Ejemplos  de esta orientación son:  

–Soulas  y otros contra Francia (demanda  Nº 15948/03, sentencia de 10 julio de 2008):  En febrero de 2000,  G.  Soulas,  la Société  européenne de diffusion et d’édition  (SEDE,  según sus siglas en francés)  y G.  Faye, publicaron  un libro titulado «La  colonización de Europa: Observaciones verídicas sobre  la inmigración y el Islam»,  obra  en la que se aseguraba, entre otras cosas, que el propósito  del islam en Europa era la  toma progresiva del poder político y la instauración de  una república islámica,  así mismo, que «solamente  si estallaba una guerra civil [de  reconquista]  étnica [podía]  hallarse la solución»,  declaraciones por las que fueron condenados por incitar  al odio y la violencia contra las comunidades musulmanas procedentes  del noroeste (magrebíes) y centro de África,  calificadas  como principal enemigo.  

El  TEDH consideró que los demandantes se extralimitaron al  sugerir una hipótesis en la que acusaron a la  comunidad inmigrante  de querer conquistar Europa a través de la delincuencia, por  ende, los términos y el tono empleados reflejaban un punto de  vista racista, cuyas expresiones ofensiv pretendían mover un  sentimiento xenófobo, de  rechazo y de antagonismo,  entre el público.  

–Leroy  contra Francia (demanda  n.º  36109/03, sentencia de 2 de octubre de 2008):  En «Ekaitza»,  un semanario vasco–francés,  Denis Leroy  publicó el 13 de septiembre de 2001 una caricatura que  representaba el ataque a las Torres Gemelas del World  Trade Center en  Manhattan,  acompañada de la leyenda «Todos  lo soñábamos… Hamas lo ha conseguido»,  simulando el eslogan de una reconocida marca comercial.  

Las  autoridades locales lo condenaron, pues  

[a]l  aludir directamente a los ataques masivos de Manhattan, al  atribuirlos a una bien conocida organización terrorista y al  idealizar este acto letal con el uso del verbo “soñar”,  alabando inequívocamente un acto de muerte, el caricaturista  justifica el terrorismo, se identifica a sí mismo con tal  método de destrucción a través de la utilización  de la primera persona del plural, que es presentado como la  culminación de un sueño y anima al lector, de una  manera indirecta, a evaluar positivamente la exitosa comisión  del acto criminal.  

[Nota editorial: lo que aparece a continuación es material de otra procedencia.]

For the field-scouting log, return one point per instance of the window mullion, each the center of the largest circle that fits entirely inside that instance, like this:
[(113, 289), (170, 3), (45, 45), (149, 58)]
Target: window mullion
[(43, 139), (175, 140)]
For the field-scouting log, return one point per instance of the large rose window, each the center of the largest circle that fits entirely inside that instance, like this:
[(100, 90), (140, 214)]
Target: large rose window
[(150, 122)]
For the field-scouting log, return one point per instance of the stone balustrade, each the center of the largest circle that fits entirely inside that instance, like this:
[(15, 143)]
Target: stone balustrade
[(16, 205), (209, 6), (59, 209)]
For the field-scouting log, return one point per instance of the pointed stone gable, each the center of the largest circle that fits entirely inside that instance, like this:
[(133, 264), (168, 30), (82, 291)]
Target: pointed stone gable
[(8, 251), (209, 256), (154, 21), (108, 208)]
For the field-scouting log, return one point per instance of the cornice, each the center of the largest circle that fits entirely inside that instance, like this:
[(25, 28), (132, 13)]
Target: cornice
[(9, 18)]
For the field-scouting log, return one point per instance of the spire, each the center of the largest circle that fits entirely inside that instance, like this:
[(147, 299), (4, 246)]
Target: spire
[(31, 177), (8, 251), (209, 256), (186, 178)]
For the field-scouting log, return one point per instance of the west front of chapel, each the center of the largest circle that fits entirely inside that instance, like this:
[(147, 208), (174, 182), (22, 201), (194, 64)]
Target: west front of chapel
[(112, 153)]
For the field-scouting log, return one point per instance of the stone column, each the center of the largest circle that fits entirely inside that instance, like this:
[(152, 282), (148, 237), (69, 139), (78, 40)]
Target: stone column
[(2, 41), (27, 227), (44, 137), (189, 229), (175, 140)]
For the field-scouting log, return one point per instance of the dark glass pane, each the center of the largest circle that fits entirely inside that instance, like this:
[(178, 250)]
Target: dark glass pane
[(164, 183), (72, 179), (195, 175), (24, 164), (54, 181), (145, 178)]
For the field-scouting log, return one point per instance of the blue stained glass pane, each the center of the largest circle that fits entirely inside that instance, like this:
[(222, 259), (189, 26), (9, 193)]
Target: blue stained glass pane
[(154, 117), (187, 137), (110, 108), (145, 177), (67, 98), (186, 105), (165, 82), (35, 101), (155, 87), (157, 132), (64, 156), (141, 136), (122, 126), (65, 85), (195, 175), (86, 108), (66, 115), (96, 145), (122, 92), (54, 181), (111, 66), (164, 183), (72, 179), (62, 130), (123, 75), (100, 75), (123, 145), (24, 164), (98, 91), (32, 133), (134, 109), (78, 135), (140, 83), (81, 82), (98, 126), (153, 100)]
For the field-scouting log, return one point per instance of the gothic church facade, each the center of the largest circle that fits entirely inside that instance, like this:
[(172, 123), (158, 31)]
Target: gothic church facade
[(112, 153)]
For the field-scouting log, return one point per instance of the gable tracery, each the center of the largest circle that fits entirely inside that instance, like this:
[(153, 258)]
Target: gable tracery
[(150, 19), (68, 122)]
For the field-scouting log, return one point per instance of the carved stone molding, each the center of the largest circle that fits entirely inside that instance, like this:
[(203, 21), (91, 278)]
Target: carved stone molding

Leroy  acudió ante el TEDH alegando una violación de su  libertad de expresión (art.  10º del CEDH).  Al analizar el fondo del asunto, el TEDH explicó que los  trágicos sucesos del 11 de septiembre de esa anualidad (origen  de la controvertida caricatura),  provocaron un caos global y se convirtieron en asunto de indudable  interés público. Por ello, el dibujo no se limitaba a  la crítica del imperialismo norteamericano, sino que apoyaba y  glorificaba su destrucción por medio de la violencia y la  mencionada leyenda daba respaldo moral a los presuntos autores de los  atentados, despreciando la dignidad de las víctimas y  justificando la violencia en su contra.  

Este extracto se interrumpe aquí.